Ashcroft v. ACLU: Should Congress Try, Try, and Try Again, or Does the International Problem of Regulating Internet Pornography Require an International Solution?

June 16, 2012

In its decision in Ashcroft v. ACLU, the Supreme Court held that the Attorney General had not convincingly rebutted the contention of plaintiff Internet content providers that filtering software was less restrictive and just as effective as the legislation Mr. Ashcroft sought to defend. The Supreme Court was correct to uphold the preliminary injunction against the Child Online Protection Act5 (“COPA”), but the Court, by reading the legal issue narrowly, left the American public with the lesser of two evils instead of a genuine solution. While the holding is correct in a strictly legal sense, the decision does very little to protect either children or the First Amendment.
This Recent Development traces Congress’ reaction to Internet pornography, using Ashcroft v. ACLU as a case study to illustrate the pattern Congress traditionally follows: tailoring subsequent legislation to the specifications of Supreme Court decisions.
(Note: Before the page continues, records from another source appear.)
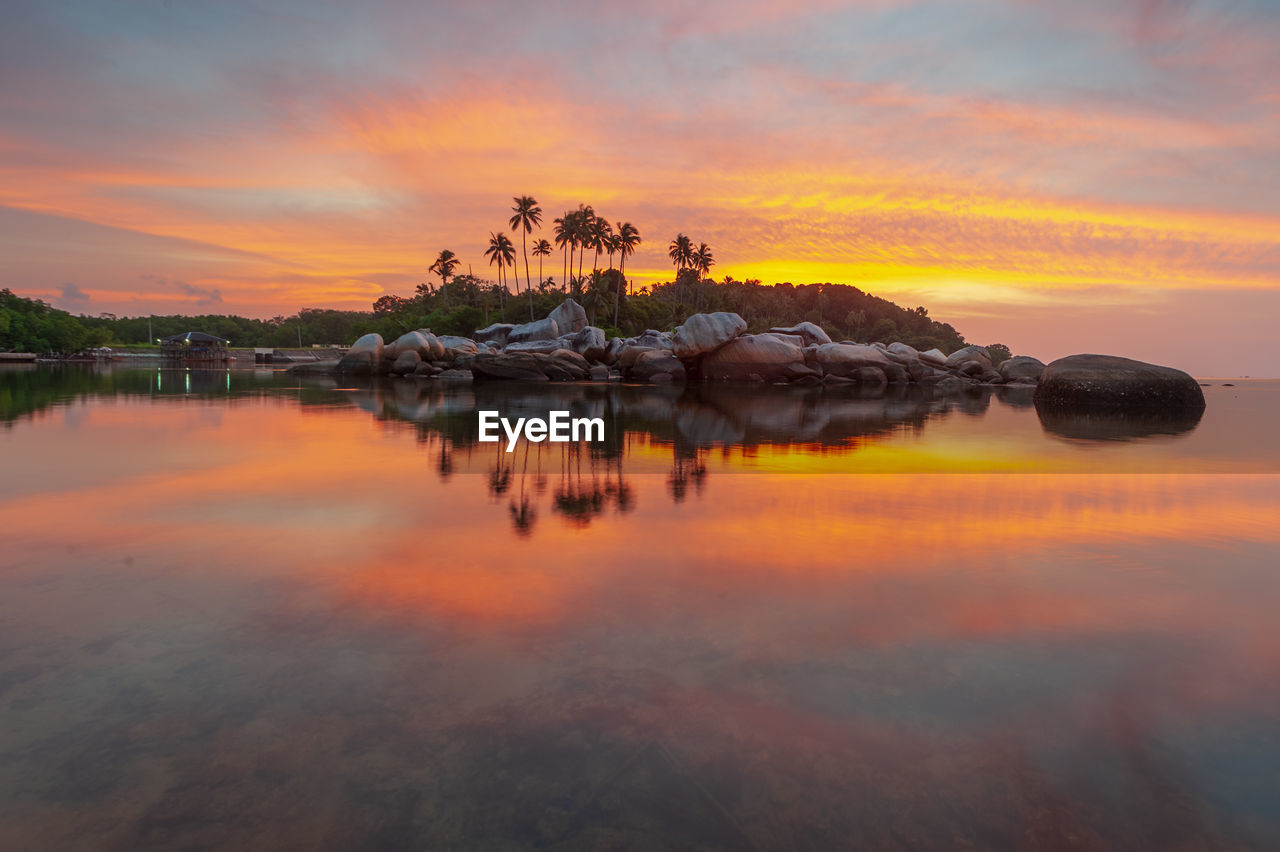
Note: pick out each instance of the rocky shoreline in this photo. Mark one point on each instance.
(717, 348)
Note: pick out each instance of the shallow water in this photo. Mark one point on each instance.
(242, 609)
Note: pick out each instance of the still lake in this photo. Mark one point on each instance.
(246, 609)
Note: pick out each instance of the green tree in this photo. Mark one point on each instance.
(528, 215)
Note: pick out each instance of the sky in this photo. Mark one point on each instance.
(1060, 177)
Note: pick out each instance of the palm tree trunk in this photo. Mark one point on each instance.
(617, 293)
(529, 284)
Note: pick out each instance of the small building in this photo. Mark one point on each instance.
(195, 347)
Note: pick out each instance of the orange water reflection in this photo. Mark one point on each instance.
(215, 609)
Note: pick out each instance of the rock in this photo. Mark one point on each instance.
(407, 342)
(968, 353)
(589, 342)
(365, 355)
(428, 369)
(435, 349)
(520, 366)
(703, 333)
(538, 330)
(568, 317)
(455, 347)
(657, 366)
(1115, 383)
(846, 358)
(535, 346)
(871, 376)
(933, 357)
(769, 357)
(810, 333)
(1020, 367)
(406, 362)
(497, 333)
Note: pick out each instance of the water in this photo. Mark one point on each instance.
(245, 609)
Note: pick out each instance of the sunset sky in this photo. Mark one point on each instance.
(1060, 177)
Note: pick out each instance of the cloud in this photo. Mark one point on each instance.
(73, 296)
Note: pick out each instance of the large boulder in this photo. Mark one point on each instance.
(933, 357)
(1111, 381)
(755, 357)
(589, 342)
(656, 366)
(498, 333)
(536, 330)
(407, 342)
(703, 333)
(1022, 367)
(968, 353)
(568, 317)
(364, 356)
(406, 362)
(846, 358)
(812, 333)
(455, 347)
(520, 366)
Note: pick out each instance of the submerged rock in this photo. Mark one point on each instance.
(810, 333)
(1116, 383)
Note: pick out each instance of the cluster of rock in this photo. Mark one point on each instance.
(716, 347)
(708, 347)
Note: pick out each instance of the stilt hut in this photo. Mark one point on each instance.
(193, 347)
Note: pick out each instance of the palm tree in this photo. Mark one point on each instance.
(703, 260)
(563, 234)
(528, 214)
(627, 241)
(681, 252)
(443, 266)
(542, 248)
(501, 252)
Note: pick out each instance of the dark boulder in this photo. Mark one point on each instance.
(1110, 381)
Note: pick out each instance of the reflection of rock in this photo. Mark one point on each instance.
(1111, 381)
(1116, 425)
(1022, 367)
(703, 333)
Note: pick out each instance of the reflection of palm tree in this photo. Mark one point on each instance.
(528, 214)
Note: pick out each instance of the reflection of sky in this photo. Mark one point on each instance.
(1055, 175)
(291, 605)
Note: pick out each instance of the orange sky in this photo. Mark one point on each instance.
(1059, 179)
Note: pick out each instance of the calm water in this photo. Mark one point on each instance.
(241, 609)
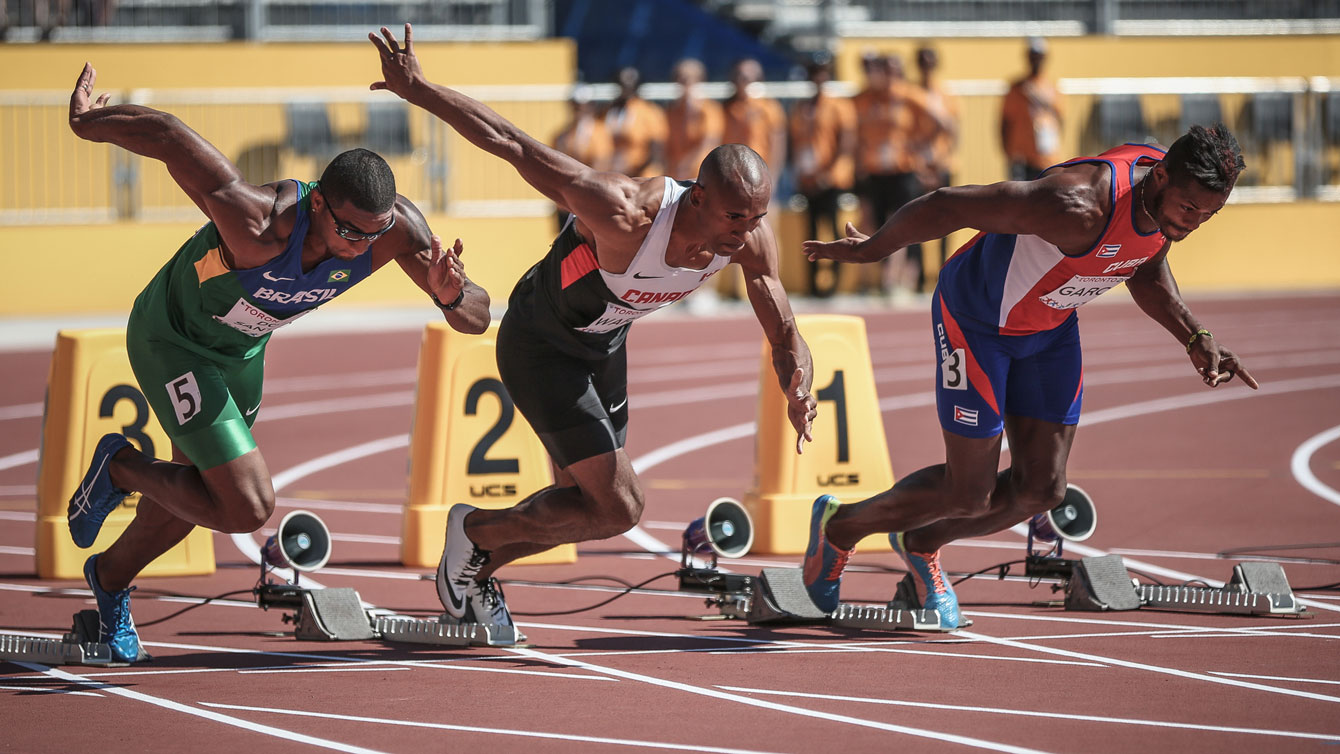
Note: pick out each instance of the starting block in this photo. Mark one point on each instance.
(338, 615)
(78, 647)
(777, 596)
(1254, 588)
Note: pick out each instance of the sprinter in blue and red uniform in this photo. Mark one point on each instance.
(1007, 338)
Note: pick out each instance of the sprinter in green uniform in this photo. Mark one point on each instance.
(197, 332)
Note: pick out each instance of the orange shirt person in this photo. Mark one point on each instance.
(694, 123)
(638, 129)
(586, 137)
(1031, 119)
(756, 122)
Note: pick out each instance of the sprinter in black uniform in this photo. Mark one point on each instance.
(633, 245)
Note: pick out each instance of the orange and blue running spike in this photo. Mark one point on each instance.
(823, 561)
(938, 595)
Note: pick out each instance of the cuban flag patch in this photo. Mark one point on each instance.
(965, 415)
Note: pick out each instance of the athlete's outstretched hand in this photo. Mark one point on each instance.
(800, 409)
(79, 99)
(842, 249)
(446, 271)
(399, 67)
(1217, 364)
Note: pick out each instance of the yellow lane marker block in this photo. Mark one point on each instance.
(90, 393)
(848, 457)
(469, 443)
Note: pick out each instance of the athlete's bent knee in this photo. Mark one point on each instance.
(1037, 494)
(247, 513)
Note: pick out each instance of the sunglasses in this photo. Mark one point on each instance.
(353, 233)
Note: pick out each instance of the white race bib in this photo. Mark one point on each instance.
(1080, 289)
(249, 320)
(614, 318)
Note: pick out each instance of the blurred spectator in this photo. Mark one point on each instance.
(47, 15)
(823, 142)
(1031, 119)
(940, 161)
(894, 134)
(694, 123)
(755, 121)
(584, 137)
(638, 129)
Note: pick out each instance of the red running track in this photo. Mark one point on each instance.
(1181, 473)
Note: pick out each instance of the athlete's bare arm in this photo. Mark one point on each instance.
(241, 210)
(789, 352)
(605, 201)
(1067, 208)
(1157, 293)
(440, 272)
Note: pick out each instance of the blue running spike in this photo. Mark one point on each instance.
(97, 496)
(933, 589)
(824, 563)
(115, 627)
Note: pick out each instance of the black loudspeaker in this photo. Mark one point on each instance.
(726, 531)
(302, 543)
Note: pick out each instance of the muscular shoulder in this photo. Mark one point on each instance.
(1079, 196)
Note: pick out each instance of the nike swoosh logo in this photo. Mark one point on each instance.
(458, 603)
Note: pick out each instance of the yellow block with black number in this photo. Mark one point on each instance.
(848, 457)
(469, 443)
(90, 393)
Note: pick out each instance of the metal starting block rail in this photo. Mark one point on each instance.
(319, 615)
(1254, 588)
(777, 596)
(78, 647)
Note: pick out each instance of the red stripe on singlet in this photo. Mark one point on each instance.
(578, 264)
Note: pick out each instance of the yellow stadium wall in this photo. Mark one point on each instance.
(247, 64)
(1288, 245)
(105, 267)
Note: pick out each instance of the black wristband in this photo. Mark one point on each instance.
(454, 302)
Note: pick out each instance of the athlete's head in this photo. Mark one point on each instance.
(358, 194)
(730, 196)
(1193, 180)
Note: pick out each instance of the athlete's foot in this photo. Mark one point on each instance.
(929, 587)
(95, 496)
(461, 563)
(824, 563)
(115, 627)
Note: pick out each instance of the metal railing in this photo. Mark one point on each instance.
(1289, 129)
(270, 20)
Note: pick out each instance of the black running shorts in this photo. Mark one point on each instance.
(578, 406)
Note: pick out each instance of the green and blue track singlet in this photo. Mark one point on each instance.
(198, 330)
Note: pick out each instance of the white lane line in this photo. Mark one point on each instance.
(1162, 670)
(1291, 679)
(1301, 465)
(493, 730)
(209, 715)
(764, 646)
(940, 737)
(292, 670)
(1063, 717)
(47, 690)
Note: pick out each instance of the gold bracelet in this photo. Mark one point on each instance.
(1197, 335)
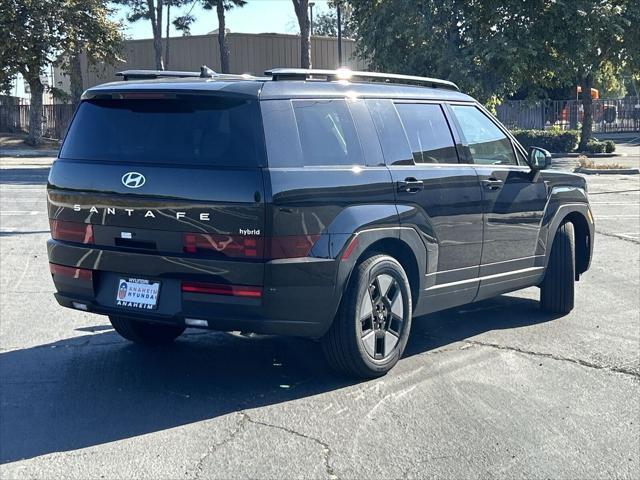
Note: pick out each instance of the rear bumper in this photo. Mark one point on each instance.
(299, 296)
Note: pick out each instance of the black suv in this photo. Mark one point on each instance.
(320, 203)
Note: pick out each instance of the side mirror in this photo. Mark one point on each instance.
(539, 159)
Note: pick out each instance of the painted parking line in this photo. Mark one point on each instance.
(18, 212)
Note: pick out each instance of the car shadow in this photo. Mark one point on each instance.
(24, 176)
(97, 388)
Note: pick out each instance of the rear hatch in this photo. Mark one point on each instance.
(172, 179)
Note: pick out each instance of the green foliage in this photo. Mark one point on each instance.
(609, 146)
(594, 146)
(326, 23)
(492, 48)
(557, 141)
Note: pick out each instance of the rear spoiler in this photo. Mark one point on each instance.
(205, 72)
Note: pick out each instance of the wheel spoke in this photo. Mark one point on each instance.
(379, 344)
(397, 306)
(390, 341)
(395, 324)
(369, 342)
(385, 282)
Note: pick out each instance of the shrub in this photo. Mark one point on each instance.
(594, 146)
(609, 146)
(557, 141)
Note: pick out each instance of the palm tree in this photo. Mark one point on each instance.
(221, 7)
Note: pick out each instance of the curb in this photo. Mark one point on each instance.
(608, 171)
(591, 155)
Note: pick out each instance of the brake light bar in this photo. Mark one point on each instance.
(238, 246)
(71, 272)
(229, 245)
(71, 231)
(222, 289)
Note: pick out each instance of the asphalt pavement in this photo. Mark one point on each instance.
(496, 389)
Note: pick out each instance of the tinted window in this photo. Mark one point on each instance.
(188, 129)
(487, 144)
(327, 133)
(428, 133)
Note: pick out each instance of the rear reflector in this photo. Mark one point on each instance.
(238, 246)
(291, 246)
(71, 231)
(349, 250)
(222, 289)
(71, 272)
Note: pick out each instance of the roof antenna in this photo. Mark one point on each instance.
(206, 72)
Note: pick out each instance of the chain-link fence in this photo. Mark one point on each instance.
(14, 118)
(609, 116)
This Recent Development argues that following Congress’ pattern in this case will only lead to further litigation because filters, the solution proposed in Ashcroft, along with any national solution, will have a negative impact on free speech rights. This Recent Development concludes that in order to protect both children and the First Amendment, the Internet pornography industry must be treated as just that: an international industry. By urging the Internet pornography industry to accept “best practice guidelines,” the United States government will be protecting children and the guarantees of the First Amendment.